Principal of corporations who defaulted on mortgage personally liable

No genuine issue requiring trial found on issue of principal's responsibility as personal guarantor

Principal of corporations who defaulted on mortgage personally liable

The Ontario Court of Appeal has declined to reverse the summary judgment granted in a case involving a straightforward interpretation of contractual documentation, including loan agreements and a guarantee, between sophisticated and represented parties.

In Devi Financial Inc. v. Everwood Place Ltd., 2022 ONCA 104, the respondent offered financing of $2,650,000. The appellant corporations granted mortgages over two properties to secure the financing. The principal of both corporations, who was also an appellant, entered into a guarantee for this purpose. However, the corporate appellants eventually defaulted on the mortgage.

The motion judge, granting summary judgment, found that the principal was liable as a personal guarantor and that there was no genuine issue requiring a trial.

The corporations and their principal appealed, arguing that the motion judge erroneously applied the test on the availability of summary judgment in Hryniak v. Mauldin, 2014 SCC 7, because he made a credibility finding relating to the principal. This finding was unavailable given that the motion judge failed to rely on any fact-finding powers under r. 20 of the Rules of Civil Procedure, R.R.O. 1990, Reg. 194, the appellants said.

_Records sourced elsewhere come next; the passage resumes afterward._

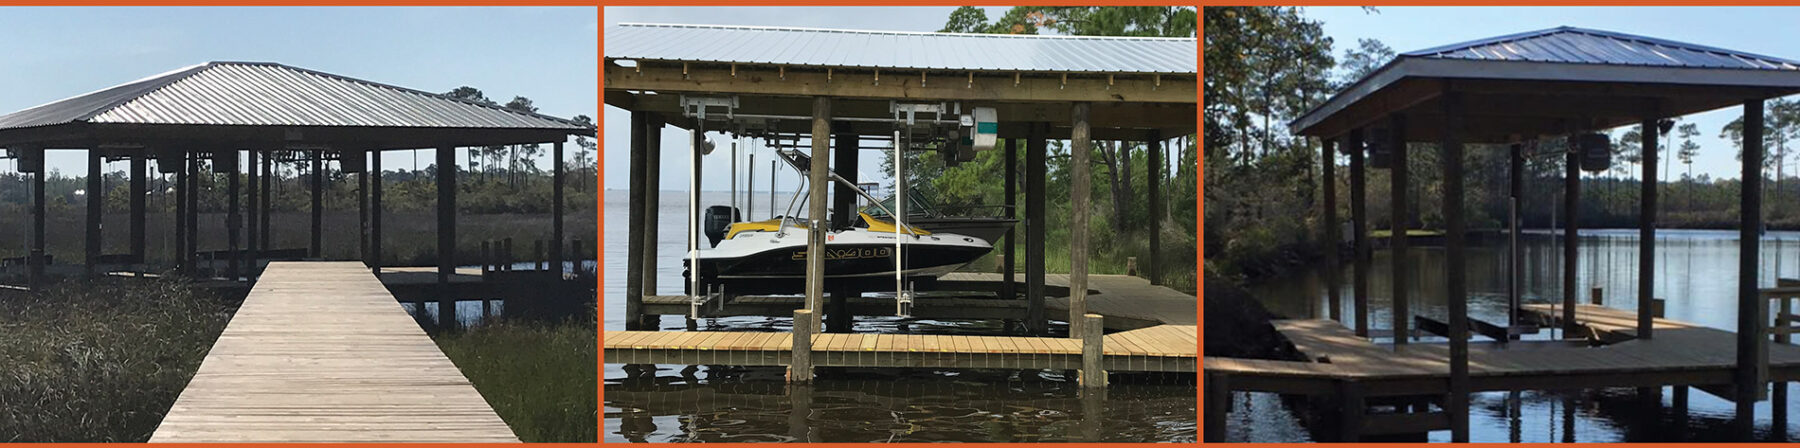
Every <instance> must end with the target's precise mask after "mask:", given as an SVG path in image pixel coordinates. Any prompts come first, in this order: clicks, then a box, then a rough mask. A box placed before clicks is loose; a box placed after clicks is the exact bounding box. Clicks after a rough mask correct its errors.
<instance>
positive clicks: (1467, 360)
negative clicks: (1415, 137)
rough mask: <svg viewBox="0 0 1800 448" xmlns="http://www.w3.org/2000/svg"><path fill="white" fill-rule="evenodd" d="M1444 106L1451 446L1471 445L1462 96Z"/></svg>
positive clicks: (1441, 97)
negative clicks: (1449, 353) (1470, 443)
mask: <svg viewBox="0 0 1800 448" xmlns="http://www.w3.org/2000/svg"><path fill="white" fill-rule="evenodd" d="M1438 101H1440V103H1442V106H1444V130H1442V142H1440V144H1438V148H1440V149H1442V151H1444V155H1442V162H1444V211H1442V212H1444V227H1445V228H1444V259H1445V273H1444V279H1445V290H1447V291H1449V293H1447V297H1445V300H1447V302H1449V306H1447V308H1449V315H1451V317H1449V320H1451V322H1449V326H1451V398H1449V403H1447V410H1449V414H1451V416H1449V417H1451V443H1469V392H1471V390H1469V282H1467V272H1465V266H1467V263H1469V259H1467V255H1465V254H1467V248H1465V246H1463V237H1467V228H1465V227H1467V225H1465V223H1463V203H1465V198H1463V146H1462V135H1458V131H1462V121H1463V117H1462V113H1463V112H1462V95H1460V94H1456V92H1444V95H1442V97H1440V99H1438Z"/></svg>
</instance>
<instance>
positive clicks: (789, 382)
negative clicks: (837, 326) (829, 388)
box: [788, 309, 817, 383]
mask: <svg viewBox="0 0 1800 448" xmlns="http://www.w3.org/2000/svg"><path fill="white" fill-rule="evenodd" d="M814 320H817V318H815V313H814V311H812V309H794V349H792V353H794V360H792V362H790V363H788V383H812V335H814V331H812V329H814V324H812V322H814Z"/></svg>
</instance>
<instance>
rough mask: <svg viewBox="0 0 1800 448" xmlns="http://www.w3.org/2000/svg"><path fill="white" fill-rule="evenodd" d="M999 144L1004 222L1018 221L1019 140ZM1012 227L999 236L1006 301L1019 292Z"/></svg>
mask: <svg viewBox="0 0 1800 448" xmlns="http://www.w3.org/2000/svg"><path fill="white" fill-rule="evenodd" d="M1001 144H1004V146H1006V149H1004V151H1006V167H1003V169H1001V171H1004V175H1003V182H1001V184H1003V187H1001V189H1003V193H1001V200H1003V202H1004V205H1006V211H1004V212H1006V220H1019V216H1017V212H1015V211H1017V196H1019V144H1021V140H1017V139H1013V140H1003V142H1001ZM1013 227H1017V225H1013ZM1013 227H1006V234H1004V236H1001V239H1003V241H1004V243H1001V246H1004V248H1003V250H1001V275H1004V277H1001V299H1008V300H1012V299H1019V291H1017V288H1019V286H1017V282H1015V281H1013V272H1017V263H1019V261H1017V254H1019V250H1017V246H1019V245H1017V243H1015V239H1013ZM1152 246H1154V245H1152Z"/></svg>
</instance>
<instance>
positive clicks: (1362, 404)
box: [1337, 160, 1399, 443]
mask: <svg viewBox="0 0 1800 448" xmlns="http://www.w3.org/2000/svg"><path fill="white" fill-rule="evenodd" d="M1395 162H1399V160H1395ZM1337 407H1339V408H1337V437H1339V439H1337V441H1339V443H1355V441H1361V439H1363V414H1364V412H1368V401H1366V399H1364V396H1363V385H1361V383H1357V381H1354V380H1345V381H1337Z"/></svg>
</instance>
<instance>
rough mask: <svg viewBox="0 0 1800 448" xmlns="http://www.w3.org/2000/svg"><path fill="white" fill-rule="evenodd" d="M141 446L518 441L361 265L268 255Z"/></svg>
mask: <svg viewBox="0 0 1800 448" xmlns="http://www.w3.org/2000/svg"><path fill="white" fill-rule="evenodd" d="M149 441H151V443H302V441H304V443H518V437H517V435H513V432H511V428H508V426H506V423H504V421H500V417H499V416H497V414H495V412H493V408H491V407H488V401H486V399H482V396H481V394H479V392H477V390H475V387H473V385H470V381H468V378H464V376H463V372H461V371H457V367H455V363H452V362H450V358H446V356H445V354H443V353H441V351H439V349H437V345H436V344H432V340H430V336H427V335H425V331H423V329H419V326H418V324H416V322H414V318H412V317H409V315H407V311H405V309H401V308H400V302H396V300H394V297H392V295H391V293H389V291H387V288H383V286H382V282H380V281H378V279H376V277H374V275H373V273H371V272H369V268H365V266H364V264H362V263H355V261H349V263H324V261H311V263H286V261H277V263H270V264H268V268H266V270H265V272H263V277H261V279H259V281H257V282H256V286H254V288H252V290H250V295H248V297H245V300H243V306H241V308H238V313H236V315H234V317H232V320H230V324H227V326H225V331H223V333H221V335H220V338H218V342H216V344H214V345H212V351H211V353H207V358H205V360H203V362H202V363H200V371H198V372H194V378H193V380H191V381H189V383H187V387H185V389H184V390H182V394H180V398H178V399H176V401H175V407H171V408H169V414H167V416H166V417H164V419H162V425H160V426H157V432H155V434H153V435H151V439H149Z"/></svg>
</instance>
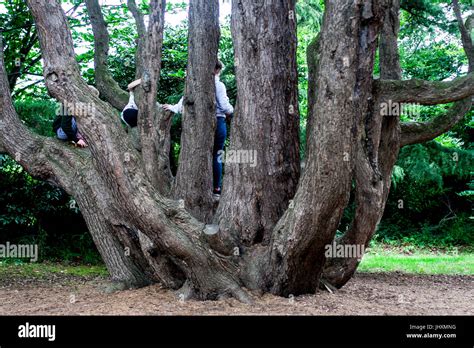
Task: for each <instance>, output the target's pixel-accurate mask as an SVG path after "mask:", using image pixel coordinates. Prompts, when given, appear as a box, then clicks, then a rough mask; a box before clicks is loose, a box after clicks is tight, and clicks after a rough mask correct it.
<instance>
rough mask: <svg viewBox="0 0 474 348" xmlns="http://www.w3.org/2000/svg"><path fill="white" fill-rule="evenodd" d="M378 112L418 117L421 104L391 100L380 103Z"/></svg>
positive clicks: (388, 113) (419, 114) (387, 114)
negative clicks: (401, 102)
mask: <svg viewBox="0 0 474 348" xmlns="http://www.w3.org/2000/svg"><path fill="white" fill-rule="evenodd" d="M380 114H381V115H382V116H401V115H405V116H408V117H418V116H420V115H421V104H416V103H399V102H395V101H393V100H389V101H388V102H383V103H380Z"/></svg>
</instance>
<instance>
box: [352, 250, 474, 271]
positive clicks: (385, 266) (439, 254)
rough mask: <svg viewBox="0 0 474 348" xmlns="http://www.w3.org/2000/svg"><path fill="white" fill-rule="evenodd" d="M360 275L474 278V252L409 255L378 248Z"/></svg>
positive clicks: (362, 268)
mask: <svg viewBox="0 0 474 348" xmlns="http://www.w3.org/2000/svg"><path fill="white" fill-rule="evenodd" d="M358 270H359V272H395V271H399V272H404V273H412V274H461V275H463V274H464V275H474V253H468V252H462V253H457V252H432V251H429V250H423V249H412V250H410V251H409V252H406V251H403V250H400V249H399V248H397V249H392V248H386V247H380V246H376V247H374V248H371V249H369V250H368V251H367V253H366V254H365V256H364V257H363V259H362V262H361V264H360V266H359V269H358Z"/></svg>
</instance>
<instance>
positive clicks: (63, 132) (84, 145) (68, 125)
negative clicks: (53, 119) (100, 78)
mask: <svg viewBox="0 0 474 348" xmlns="http://www.w3.org/2000/svg"><path fill="white" fill-rule="evenodd" d="M89 88H90V89H91V91H92V92H93V93H94V95H95V96H97V97H99V91H98V90H97V89H96V88H95V87H94V86H89ZM53 132H54V134H56V137H57V138H58V139H60V140H64V141H72V142H74V144H75V145H76V146H79V147H87V143H86V141H85V140H84V138H83V137H82V135H81V133H80V132H79V129H78V128H77V123H76V117H75V116H73V115H70V114H69V111H68V110H65V108H61V112H60V113H58V115H57V116H56V118H55V120H54V122H53Z"/></svg>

The Ontario Court of Appeal dismissed the appeal. First, the court said that the motion judge’s conclusion that the principal signed as a personal guarantor was not driven by any credibility finding. Instead, the motion judge supported his conclusion with the law on contract interpretation. Objectively interpreting the loan agreements and the guarantee would lead to the conclusion that the appellant signed as a personal guarantor.

In addition, there was no ambiguity that could give rise to the admissibility and relevance of the principal’s personal understanding of the documentation he signed, the court said. The appellants did not plead any grounds that could give rise to such relevance, like non est factum, misrepresentation, unconscionability or unequal bargaining power. The principal’s affidavit or cross-examination also included nothing that could trigger any of those defences, found the court.

Second, the court found that the motion judge did not err in finding that the amount owed to the respondent was $3,214,264.15 inclusive of interest. This matter also involved simple contractual interpretation and no ambiguity, said the court.

Third, the motion judge’s interpretation of the standard clause was correct, the court held. The motion judge found that the clause provided that, if the charger was in default for at least 15 days, 35 days’ notice could be given until the chargee would enter and lease or sell the land.

In this case, the appellants were in default of payment for over 15 days when the respondent sent the notice of sale on Dec. 11, 2019. The notice of sale provided the outstanding amount and gave the appellants until Jan. 22, 2020 to pay, so there was notice of more than 35 days.